Allometry is the field of study which relates bodily function and morphology to body size (7
). An understanding of allometric relationships is important, as adult pharmacokinetic models cannot necessarily be used to predict appropriate dosing regimens for children. An abundance of data suggests that organisms do not exhibit simple geometric scaling; this is a consequence of powerful biological constraints on structure and function that do not allow organisms to maintain the same geometric relationships as size changes (7
). The 3/4 power law has been extensively used to model the relationship between physiological functions, such as metabolic rate and clearance, and size (14
). Body surface area represents a measure of size and has been used to guide pediatric dosing. Body surface area can be related to weight by using a 2/3 power scaling exponent (14
). Predictions of clearance based upon body surface area and the 3/4 power model are similar and certainly superior to assuming that clearance is directly proportional to weight (14
). In the current study, the decision to use a 3/4 power model, rather than a surface area model, was based upon two observations: first, many body functions scale predictably with an allometric 3/4 power model rather than with body surface area (7
); second, the slope of the regression line in Fig. better approximated 3/4 rather than 2/3. Furthermore, there is a theoretical basis for the allometric 3/4 power law which provides for a deeper understanding for the observation that clearance is proportionally higher in smaller children. There appear to be inherent limitations in the efficiency with which a progressively larger mass of tissue (in this case the liver) can be supplied with nutrients (or in the case of drug clearance, with the drug itself). Consequently, the rate of clearance in larger organisms is slower than predicted on the basis of tissue mass alone (conversely, the rate of clearance in smaller children is higher than predicted from data derived in adults). These concepts are presented in detail elsewhere (7
). The nonlinear relationship between weight and clearance (resulting from inherent physiological constraints) means that as weight decreases, progressively higher dosages of micafungin (on a mg/kg basis) are required to achieve equivalent drug exposure; these increased dosages are higher than predicted on the basis of weight alone and are especially so in children weighing <10 to 15 kg.

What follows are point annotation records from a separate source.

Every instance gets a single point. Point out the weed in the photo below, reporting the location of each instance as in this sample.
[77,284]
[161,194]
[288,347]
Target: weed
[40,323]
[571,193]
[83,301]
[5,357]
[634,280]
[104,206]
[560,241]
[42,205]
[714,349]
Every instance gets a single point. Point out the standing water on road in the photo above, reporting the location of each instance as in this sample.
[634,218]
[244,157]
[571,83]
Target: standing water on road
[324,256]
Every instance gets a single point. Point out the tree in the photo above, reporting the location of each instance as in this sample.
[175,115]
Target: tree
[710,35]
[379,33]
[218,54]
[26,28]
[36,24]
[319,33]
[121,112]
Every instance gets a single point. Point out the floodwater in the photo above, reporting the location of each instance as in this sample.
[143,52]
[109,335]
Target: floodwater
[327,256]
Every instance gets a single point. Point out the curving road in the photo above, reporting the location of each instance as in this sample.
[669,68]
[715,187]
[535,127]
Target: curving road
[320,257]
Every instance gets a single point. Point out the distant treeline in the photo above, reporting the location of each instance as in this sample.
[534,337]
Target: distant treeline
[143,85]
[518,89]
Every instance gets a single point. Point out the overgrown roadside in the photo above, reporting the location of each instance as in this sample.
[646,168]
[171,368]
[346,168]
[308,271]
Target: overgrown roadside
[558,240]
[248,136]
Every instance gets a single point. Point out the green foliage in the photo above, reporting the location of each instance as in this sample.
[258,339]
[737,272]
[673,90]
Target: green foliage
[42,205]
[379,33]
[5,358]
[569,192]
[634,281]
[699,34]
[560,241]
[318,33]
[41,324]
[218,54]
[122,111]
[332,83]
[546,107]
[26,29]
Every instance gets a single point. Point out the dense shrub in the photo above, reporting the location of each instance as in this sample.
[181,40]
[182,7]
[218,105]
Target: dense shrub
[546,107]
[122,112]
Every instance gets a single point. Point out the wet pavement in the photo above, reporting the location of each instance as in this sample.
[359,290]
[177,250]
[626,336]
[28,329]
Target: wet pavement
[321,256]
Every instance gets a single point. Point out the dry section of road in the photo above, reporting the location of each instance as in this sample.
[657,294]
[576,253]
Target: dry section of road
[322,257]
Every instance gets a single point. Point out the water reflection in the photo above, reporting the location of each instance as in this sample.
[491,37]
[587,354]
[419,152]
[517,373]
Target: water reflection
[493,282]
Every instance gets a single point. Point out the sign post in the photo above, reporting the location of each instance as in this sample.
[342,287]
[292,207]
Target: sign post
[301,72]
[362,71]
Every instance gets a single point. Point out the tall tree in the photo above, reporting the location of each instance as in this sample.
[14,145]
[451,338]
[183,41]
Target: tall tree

A reasonable aim of pediatric dosing is to ensure levels of drug exposure which are comparable to those achievable in adults and which approximate those for which antifungal efficacy has been established. The current study demonstrates that smaller children require higher dosages of micafungin to ensure mean levels of drug exposure equivalent to those observed in larger children and adults. This can be achieved by increasing the dosage of micafungin at some (arbitrarily chosen) cutoff weight. In the current study, however, we were able to describe the continuous relationship between dose and weight and use this to precisely define antifungal dosing in pediatric patients. The Monte Carlo simulations also demonstrated that there is a degree of interpatient variability in serum drug concentrations and exposures following the administration of micafungin (Fig. ); this observation may prompt an increase in dosage in the circumstance of a suboptimal therapeutic response despite the administration of a seemingly appropriate dose of micafungin.

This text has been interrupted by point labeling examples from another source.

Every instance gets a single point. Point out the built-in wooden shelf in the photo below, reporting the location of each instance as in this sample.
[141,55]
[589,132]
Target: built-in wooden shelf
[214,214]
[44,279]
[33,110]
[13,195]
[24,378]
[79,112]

In summary, the population pharmacokinetics of micafungin in children aged 2 to 17 years demonstrate the importance of considering and incorporating weight as a covariate in order to adequately describe drug behavior. The allometric power model developed in this study enables the identification of pediatric dosage regimens of micafungin that, based upon Monte Carlo simulations, result in drug exposure that is equivalent to that observed in adults, for whom antifungal efficacy has been established.